(Los Angeles) California on Friday filed lawsuits against five of the world’s biggest oil companies, alleging they caused billions of dollars in damage while misleading the public by downplaying energy-related climate risks. fossils.
This legal action, revealed by the New York Times and confirmed by the governor of the state, follows numerous others launched by American cities, counties and states against interests linked to fossil fuels because of their environmental impact, against a backdrop of accusations of decades of disinformation campaigns .
The civil complaint was filed Friday in San Francisco Superior Court against oil giants Exxon Mobil, Shell, BP, ConocoPhillips and Chevron, which is headquartered in California.

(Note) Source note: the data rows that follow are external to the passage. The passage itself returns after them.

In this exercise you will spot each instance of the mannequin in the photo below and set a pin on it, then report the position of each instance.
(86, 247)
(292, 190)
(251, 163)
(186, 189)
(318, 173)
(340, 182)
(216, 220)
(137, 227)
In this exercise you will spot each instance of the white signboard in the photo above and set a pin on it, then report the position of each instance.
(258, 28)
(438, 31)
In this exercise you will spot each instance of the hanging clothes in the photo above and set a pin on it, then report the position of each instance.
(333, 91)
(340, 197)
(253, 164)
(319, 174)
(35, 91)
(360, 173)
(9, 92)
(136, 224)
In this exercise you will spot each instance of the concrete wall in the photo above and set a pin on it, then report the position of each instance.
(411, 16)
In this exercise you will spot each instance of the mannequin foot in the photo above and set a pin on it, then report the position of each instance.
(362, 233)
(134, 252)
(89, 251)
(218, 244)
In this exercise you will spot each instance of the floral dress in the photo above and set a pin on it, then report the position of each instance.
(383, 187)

The American Petroleum Institute (API) is also targeted by the complaint, consulted by AFP.
“For more than fifty years, “Big Oil” (the giants of the oil sector, editor’s note) lied to us, hiding the fact that they knew for a long time how dangerous the fossil fuels they produced were for our planet,” declared Democratic Governor Gavin Newsom, in a statement Friday.
“California is taking action to hold big polluters accountable,” he added.
An API spokeswoman criticized California’s suit, arguing that climate policies should be “the purview of Congress, not the judiciary.”
This ongoing, coordinated campaign to bring baseless, politicized lawsuits against a founding pillar of American industry and its workers represents nothing more than a distraction […] and a huge waste of California taxpayer resources.
A spokesperson for the American Petroleum Institute (API)
In a statement, Shell said it “agrees with the need to act now on climate change”, but also rejects recourse to the courts, saying that “smart public policies and actions from all sectors are the appropriate way to achieve solutions.”
Representatives of the other targeted groups did not immediately respond to requests from AFP.
These companies and their associates have “intentionally minimized the risks posed by fossil fuels for the population, even though they were aware that their products could lead to significant global warming” since the 1950s, the complaint points out.
“Deceptions”
With this legal action, California aims to create a fund to deal with future damage caused by climate change in this state, victim of forest fires, floods and other extreme phenomena fueled by global warming.
Oil and gas company executives have known for decades that reliance on fossil fuels would cause these catastrophic results, but they have deprived the public and policymakers of this information by actively promoting misinformation on the subject.
Excerpt from the lawsuit
“Their deceptions have delayed the response to global warming,” with “a high cost to people, property and natural resources, which continues to weigh every day,” the text continues.
“By downplaying the scientific consensus regarding global warming and emphasizing the existence of uncertainty, Defendants hoped to delay any regulatory action to reduce or control emissions [de gaz à effet de serre] de facto threatening the profits of the sector”, it is further argued.
Since the wave of complaints of this kind against oil and gas companies began about six years ago, the sector has sought to counter the attacks by playing on the procedure, to avoid lawsuits.
But that effort suffered a major setback last May, when the U.S. Supreme Court refused to consider an appeal in two cases, allowing the complaints to proceed in court.
The prosecutions are inspired by those successfully brought against the tobacco giants or against the pharmaceutical industry in the case of the proliferation of opioids.